Mein Kind hat Angst!

Mein Kind hat Angst!

Kinder können viele ihrer Ängste nicht rational erfassen - Eltern tun sich daher oft schwer, diese nachzuvollziehen. Ängste gehören jedoch genauso zum Leben dazu wie alle anderen Emotionen auch und können sogar nützlich sein, denn sie fungieren als Frühwarnsystem in gefährlichen Situationen. Die Autorinnen des Buches "Familien-Chaos im Griff", Melanie Grässer und Eike Hovermann, geben Eltern Tipps, wie sie mit Angstzuständen bei Kindern umgehen und gemeinsam überwinden können.

Tipps für Eltern

  • Zunächst sollten Sie sich in Ihr Kind hineinversetzen. Was würde Ihnen helfen, wenn Sie Angst hätten? Sie würden bestimmt auch wollen, dass Ihnen jemand zuhört und Sie ernst nimmt. Sagen Sie Ihrem Kind, dass Sie auch schon ähnliche Situationen erlebt haben und diese aber auch erfolgreich gemeistert haben.
  • Nehmen Sie Ihr Kind in den Armen, wenn es Angst hat. In diesem Zustand braucht es körperliche Nähe und Vertrauen.
  • Bei starker Angst sollten Sie Atemübungen mit ihm durchführen, die äußerst beruhigend wirken. Sagen Sie ihm, es soll 20 Mal tief ein- und ausatmen. Auch in der Nacht können Sie ihm Beruhigungstechniken beibringen wie beispielsweise sich selbst zu sagen, dass das Zimmer nicht ganz dunkel ist und der Schatten ihm nichts tut.
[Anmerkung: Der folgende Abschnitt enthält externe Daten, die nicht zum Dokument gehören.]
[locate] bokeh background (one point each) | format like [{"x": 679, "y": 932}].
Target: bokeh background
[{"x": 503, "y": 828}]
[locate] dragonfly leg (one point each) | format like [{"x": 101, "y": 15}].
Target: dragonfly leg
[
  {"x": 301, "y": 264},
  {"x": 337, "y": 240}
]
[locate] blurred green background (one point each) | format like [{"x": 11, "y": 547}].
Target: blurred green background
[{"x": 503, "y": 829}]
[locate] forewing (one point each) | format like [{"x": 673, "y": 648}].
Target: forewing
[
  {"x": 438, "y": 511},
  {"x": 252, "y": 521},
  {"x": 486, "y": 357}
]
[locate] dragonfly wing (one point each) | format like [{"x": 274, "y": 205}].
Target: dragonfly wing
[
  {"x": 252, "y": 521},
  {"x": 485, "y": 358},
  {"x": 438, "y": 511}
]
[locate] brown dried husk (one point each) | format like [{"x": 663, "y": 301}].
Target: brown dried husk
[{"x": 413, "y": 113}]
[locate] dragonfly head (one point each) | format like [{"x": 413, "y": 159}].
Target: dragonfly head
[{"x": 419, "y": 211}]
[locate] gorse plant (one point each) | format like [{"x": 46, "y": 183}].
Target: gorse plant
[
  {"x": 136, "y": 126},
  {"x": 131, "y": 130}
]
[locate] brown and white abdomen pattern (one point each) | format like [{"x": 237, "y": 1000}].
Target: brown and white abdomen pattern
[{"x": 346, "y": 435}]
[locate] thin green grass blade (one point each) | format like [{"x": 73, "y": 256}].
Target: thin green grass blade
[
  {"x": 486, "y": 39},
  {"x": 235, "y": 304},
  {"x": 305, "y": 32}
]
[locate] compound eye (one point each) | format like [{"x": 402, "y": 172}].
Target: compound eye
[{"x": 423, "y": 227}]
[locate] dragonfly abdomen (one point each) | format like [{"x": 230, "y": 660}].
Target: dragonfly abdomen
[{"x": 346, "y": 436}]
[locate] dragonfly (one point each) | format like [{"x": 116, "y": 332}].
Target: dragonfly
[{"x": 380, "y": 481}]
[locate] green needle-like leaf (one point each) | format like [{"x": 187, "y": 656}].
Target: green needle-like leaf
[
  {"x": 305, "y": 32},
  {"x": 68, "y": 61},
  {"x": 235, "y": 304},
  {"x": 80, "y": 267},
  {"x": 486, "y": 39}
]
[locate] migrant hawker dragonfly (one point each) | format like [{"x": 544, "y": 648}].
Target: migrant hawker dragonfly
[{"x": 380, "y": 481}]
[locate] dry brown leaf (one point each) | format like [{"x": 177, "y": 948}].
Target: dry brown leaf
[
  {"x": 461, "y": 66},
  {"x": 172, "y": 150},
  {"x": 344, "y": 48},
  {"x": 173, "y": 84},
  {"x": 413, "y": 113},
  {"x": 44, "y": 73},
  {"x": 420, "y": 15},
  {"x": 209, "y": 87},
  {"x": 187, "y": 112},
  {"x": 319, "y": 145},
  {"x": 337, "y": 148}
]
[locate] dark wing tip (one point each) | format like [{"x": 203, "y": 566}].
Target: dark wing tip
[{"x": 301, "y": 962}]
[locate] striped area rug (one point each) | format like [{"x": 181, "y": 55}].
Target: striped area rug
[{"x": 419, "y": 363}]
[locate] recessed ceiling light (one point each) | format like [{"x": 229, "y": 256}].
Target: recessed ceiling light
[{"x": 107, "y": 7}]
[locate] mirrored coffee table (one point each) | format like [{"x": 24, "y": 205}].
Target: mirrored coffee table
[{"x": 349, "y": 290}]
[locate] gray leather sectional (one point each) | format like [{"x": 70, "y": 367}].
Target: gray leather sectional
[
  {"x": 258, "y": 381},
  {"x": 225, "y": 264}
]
Üben Sie diese Methode gemeinsam mit Ihrem Kind, bevor es in angsteinflößende Situationen kommt.
  • Wenn es Angst vor irgendeinem Tier hat, können Sie gemeinsam Fotos von diesem ansehen, damit es sich seiner Angst stellt. Später könnte es mit diesem Tier - solange es kein exotisches oder gefährliches Tier ist - auch spielen. Loben Sie Ihr Kind!
  • Sollten die Ängste des Kindes auch nach gemeinsamer Bewältigungsarbeit nichts nutzen, sollten Sie professionelle Hilfe in Anspruch nehmen, sei es von einem Kinderarzt oder -psychotherapeuten.